Caiu o “anjo” e Passos colocou no seu lugar uma Secretária de Estado que parecia um pilar forte do Ministério, mas que nas últimas semanas se revelou uma desilusão, salvando (?) a sua pele do processo dos Contratos de Controlo de Risco (SWAPS) a qualquer preço e alegando uma perturbante falta de memória, ela que foi uma relevante dirigente da Secretaria de Estado do Orçamento e Tesouro do Governo Socialista até alguns meses antes da mudança de ciclo.

 

 Não é a primeira vez que nestas crónicas recomendo a leitura do livro “Resgatados” escrito por David Dinis e Hugo Coelho e editado pela “Esfera dos Livros”. Nesse relato impressivo se poderá constatar como Maria Luís Albuquerque se passou da equipa de Teixeira dos Santos para o séquito de Passos Coelho, fornecendo-lhe informações preciosas para o derrube do Governo com que antes colaborara.
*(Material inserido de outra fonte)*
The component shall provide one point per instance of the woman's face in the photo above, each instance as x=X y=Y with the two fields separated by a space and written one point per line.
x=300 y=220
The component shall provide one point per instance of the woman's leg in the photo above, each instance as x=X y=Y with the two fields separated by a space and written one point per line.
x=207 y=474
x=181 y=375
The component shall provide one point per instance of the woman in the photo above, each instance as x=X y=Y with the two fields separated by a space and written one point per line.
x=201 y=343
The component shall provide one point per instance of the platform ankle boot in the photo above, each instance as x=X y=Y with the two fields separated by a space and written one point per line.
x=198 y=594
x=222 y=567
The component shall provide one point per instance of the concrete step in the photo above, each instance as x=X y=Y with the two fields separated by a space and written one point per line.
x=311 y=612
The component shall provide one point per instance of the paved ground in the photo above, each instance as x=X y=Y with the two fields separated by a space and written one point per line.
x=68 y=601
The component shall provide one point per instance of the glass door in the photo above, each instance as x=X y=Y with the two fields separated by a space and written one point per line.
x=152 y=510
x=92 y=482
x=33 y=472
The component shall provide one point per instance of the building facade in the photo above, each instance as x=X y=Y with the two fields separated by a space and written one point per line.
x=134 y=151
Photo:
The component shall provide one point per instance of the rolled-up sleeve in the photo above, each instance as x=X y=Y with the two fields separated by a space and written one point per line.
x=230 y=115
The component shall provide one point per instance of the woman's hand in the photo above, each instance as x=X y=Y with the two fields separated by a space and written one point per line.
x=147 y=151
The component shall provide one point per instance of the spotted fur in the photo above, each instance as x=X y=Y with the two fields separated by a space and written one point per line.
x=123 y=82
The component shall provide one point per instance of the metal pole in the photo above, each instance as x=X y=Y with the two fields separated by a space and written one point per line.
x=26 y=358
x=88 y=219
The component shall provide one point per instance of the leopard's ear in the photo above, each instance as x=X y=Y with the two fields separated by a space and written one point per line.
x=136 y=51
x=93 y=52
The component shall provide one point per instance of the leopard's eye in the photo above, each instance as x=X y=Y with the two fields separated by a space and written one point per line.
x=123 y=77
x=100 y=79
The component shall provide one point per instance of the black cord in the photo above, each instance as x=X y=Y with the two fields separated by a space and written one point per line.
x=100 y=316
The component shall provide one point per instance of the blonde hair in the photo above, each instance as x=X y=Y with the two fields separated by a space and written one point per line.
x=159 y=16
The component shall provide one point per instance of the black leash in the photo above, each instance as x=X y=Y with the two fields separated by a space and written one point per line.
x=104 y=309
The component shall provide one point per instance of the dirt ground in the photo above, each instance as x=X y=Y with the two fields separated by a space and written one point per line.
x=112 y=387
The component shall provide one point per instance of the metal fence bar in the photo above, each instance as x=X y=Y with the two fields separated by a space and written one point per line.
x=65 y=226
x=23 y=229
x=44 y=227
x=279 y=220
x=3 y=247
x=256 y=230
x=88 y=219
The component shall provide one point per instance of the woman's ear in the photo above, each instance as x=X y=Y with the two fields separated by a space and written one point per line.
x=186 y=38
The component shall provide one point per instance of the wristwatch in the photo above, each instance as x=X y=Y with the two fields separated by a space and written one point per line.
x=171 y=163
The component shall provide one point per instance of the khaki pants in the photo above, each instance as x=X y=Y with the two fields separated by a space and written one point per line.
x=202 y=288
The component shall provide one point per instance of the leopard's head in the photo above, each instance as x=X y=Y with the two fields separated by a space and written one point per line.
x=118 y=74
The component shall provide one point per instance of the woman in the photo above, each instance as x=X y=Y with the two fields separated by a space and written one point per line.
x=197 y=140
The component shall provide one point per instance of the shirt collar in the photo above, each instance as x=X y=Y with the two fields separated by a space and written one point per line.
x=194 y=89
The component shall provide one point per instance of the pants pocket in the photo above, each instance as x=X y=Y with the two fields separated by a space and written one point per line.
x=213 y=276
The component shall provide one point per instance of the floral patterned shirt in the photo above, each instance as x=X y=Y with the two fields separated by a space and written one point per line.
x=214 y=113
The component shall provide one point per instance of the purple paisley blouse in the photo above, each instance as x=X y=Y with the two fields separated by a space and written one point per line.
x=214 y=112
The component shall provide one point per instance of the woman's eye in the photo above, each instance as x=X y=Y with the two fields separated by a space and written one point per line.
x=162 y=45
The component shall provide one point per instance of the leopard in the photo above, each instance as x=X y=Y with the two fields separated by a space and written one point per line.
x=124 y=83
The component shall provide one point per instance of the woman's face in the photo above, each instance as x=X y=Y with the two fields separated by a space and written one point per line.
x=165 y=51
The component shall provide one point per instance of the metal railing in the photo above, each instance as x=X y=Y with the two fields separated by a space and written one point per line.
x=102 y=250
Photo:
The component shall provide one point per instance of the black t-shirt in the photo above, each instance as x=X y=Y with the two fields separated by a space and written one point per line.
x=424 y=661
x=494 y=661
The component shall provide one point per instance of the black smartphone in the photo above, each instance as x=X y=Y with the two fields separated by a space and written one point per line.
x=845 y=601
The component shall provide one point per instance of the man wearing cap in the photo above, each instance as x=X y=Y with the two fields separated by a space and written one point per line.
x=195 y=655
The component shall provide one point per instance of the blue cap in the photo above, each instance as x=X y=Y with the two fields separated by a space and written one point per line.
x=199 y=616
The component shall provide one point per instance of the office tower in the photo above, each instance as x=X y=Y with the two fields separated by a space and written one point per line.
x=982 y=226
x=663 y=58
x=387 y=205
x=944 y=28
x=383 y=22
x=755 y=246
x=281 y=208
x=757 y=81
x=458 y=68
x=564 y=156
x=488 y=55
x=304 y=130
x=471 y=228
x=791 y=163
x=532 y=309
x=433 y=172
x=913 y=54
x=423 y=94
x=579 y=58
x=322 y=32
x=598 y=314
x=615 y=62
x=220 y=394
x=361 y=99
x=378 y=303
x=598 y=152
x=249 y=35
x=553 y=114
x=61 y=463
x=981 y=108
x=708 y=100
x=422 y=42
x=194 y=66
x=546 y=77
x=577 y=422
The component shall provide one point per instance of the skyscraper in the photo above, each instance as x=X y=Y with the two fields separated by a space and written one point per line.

A verdade é que quando escrevo esta crónica Maria Luis Albuquerque continua à tona, mas raramente pessoas com esta frieza de carácter acabam bem.

 

A confissão de Gaspar coloca também uma questão importante a outro “anjo” da nossa democracia. Poderá o Presidente da República continuar a tolerar o esboroar do Governo perante os seus olhos?  Não deveria aproveitar as eleições autárquicas de 29 de Setembro para devolver a voz ao povo e clarificar o caminho que enquanto nação queremos prosseguir?  

 

O “Borda de Água” já previa um verão incerto. Quente ou frio mas nunca morno. Hoje temos a prova que assim será e quem quiser forçar a tampa da panela de pressão pode ter desagradáveis surpresas. Os portugueses têm um elevado ponto de “fervura” mas quando fervem mesmo não são “anjos” nenhuns!